Sulla localizzazione e recitazione vocale, però, dobbiamo fare un discorso a parte. Solo la narratrice e Sir Daniel sono stati incisi ex-novo, mentre tutte le altre voci sono d’archivio, anche in italiano. Quindi oltre alle gargolle (come avevamo visto sulla demo) anche gli eroi e lo stesso Zarok (tranne un ordine nel filmato introduttivo) pronunciano le battute originali del MediEvil del 1998. Pure se si tratta di un notevole impegno filologico, non possiamo soprassedere come le due recitazioni cozzino un po’ specialmente in fatto di impostazione e di adattamento (quello di repertorio obbedisce a convenzioni ormai superate). Senza poi contare che a volte le voci originali non si sposano perfettamente ai tempi comici e drammatici delle cutscene riprogettate, con i dialoghi in italiano che a volte non sono a sincrono o peggio tagliati. Interessante però il fatto che siano state addirittura recuperate alcune linee inedite, ai tempi registrate ma non inserite nel gioco, e che donano un piccolo ma gradevolissimo background a personaggi e luoghi altrimenti monocolori (uno per tutti, il Traghettatore).

MediEvil o Malèdievale?

A parte dialoghi e audio, non si può che essere contenti di come molti dei problemi che affliggevano la Short-Lived Demo provata un mese fa siano stati risolti.

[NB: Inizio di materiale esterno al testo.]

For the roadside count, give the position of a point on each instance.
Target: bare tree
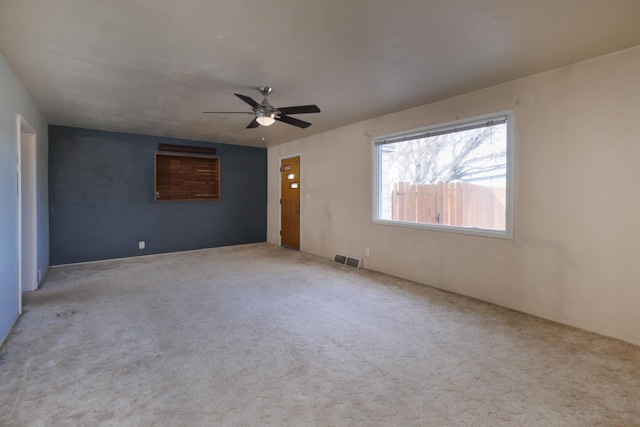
(448, 157)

Anche su PS4 standard MediEvil ha dei cali quasi impercettibili, e pure livelli “critici” con molti nemici a schermo (come I Sotterranei del Manicomio) dimostrano molta ottimizzazione sotto questo punto di vista. Anche la telecamera è molto meno confusa che in passato, e nel suo seguire il giocatore è più reattiva sia nel mantenere Sir Daniel al centro dello schermo con appositi zoom, sia nel riposizionamento generale. Anzi l’introduzione di alcuni inediti angoli di ripresa rende molti passaggi ora meno problematici da completare, oltre a nascondere furbescamente la scenografia a volte limitata.

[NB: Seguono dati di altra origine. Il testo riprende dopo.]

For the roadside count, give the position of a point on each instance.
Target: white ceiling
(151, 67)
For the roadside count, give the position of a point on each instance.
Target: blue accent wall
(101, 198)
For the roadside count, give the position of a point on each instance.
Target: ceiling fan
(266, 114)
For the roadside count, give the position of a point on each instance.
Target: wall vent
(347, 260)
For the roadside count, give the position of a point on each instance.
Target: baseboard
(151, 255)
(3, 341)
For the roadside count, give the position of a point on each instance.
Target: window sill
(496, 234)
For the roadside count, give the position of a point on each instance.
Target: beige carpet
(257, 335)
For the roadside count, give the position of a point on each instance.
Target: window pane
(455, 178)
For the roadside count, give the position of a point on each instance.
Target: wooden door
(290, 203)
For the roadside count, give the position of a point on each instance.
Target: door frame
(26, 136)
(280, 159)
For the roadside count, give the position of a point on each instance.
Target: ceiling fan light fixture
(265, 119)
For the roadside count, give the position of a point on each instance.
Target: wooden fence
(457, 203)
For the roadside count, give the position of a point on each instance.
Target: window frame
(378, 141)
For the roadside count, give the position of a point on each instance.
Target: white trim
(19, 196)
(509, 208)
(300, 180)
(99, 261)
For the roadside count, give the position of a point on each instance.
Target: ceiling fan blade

MediEvil: Siamo tutti Sir Daniel Fortesque – Recensione

Ma allo stesso tempo, è impossibile non notare come gli Other Ocean, pur con tutta la determinazione del mondo, non ce l’abbiano fatta a epurare il loro MediEvil dagli errori tecnici. Che la telecamera manifesti ancora qualche indecisione (specialmente a seguito di un aggiustamento manuale) o che si “incastri” nei nemici o negli scenari è quasi folkloristico se lo si confronta con un calcolo delle superfici non perfetto, col risultato che Sir Dan ogni tanto “annaspa” o fa fatica a proseguire in certi livelli. È in tali situazioni che vengono fuori i limiti del sistema di controllo, alle volte troppo sensibile con il comando di corsa e che potrebbe portare a qualche morte “gratuita”. Durante la prova siamo incappati più volte in un fastidioso bug nella battaglia con il già citato Drago nelle Caverne di Cristallo, in cui il povero Daniel si è “incastrato” nella scenografia virtuale obbligandoci a ricominciare più volte. Per quest’ultimo errore speriamo in una rapida patch correttiva, essendo veramente troppo vistoso e soprattutto presente proprio in una di quelle bossfight rese volutamente più difficili rispetto all’originale. Il game over comunque comporta solo il dover ripetere il livello da capo.

-Un classico moderno
-Divertente, sarcastico e con fanservice fatto bene
-Rifacimento grafico e sonoro meraviglioso
-Fedele fino all’autolesionismo
-Rimangono imperfezioni grafiche, tecniche e di telecamera

8.8

MediEvil su PlayStation 4 è la storia che si ripete: un piccolo sviluppatore indipendente con in mano un’idea talmente potente da fargli imparare l’arte immortale del “fare di necessità virtù”. Un remake sia fedele che con “qualcosa in più”, meno lugubre dell’originale ma in cui la potenza immaginifica del dare concretezza a un mondo immaginario travalica qualunque limitazione. Ancora una volta sia la sua natura intrinseca di rifacimento (oltretutto di un solo titolo) che le già citate ristrettezze economiche gli impediscono di elevarsi oggettivamente a miglior remake della generazione. Per certi versi è anche seriamente dubbio che riuscirà ad attirare nuova utenza, essendo rimasto “rigido” su tante cose nonostante i piccoli aggiustamenti. Ma basta guardare oltre le cifre per capire come Other Ocean abbia voluto interiorizzare e diffondere quello che forse è il più grande messaggio di Sir Dan: la motivazione a riscattarsi (specialmente dopo una vita spregevole) a volte basta di per sé a vincere, ed è proprio lì che nascono gli eroi. Perché alla fine, siamo tutti Sir Daniel Fortesque.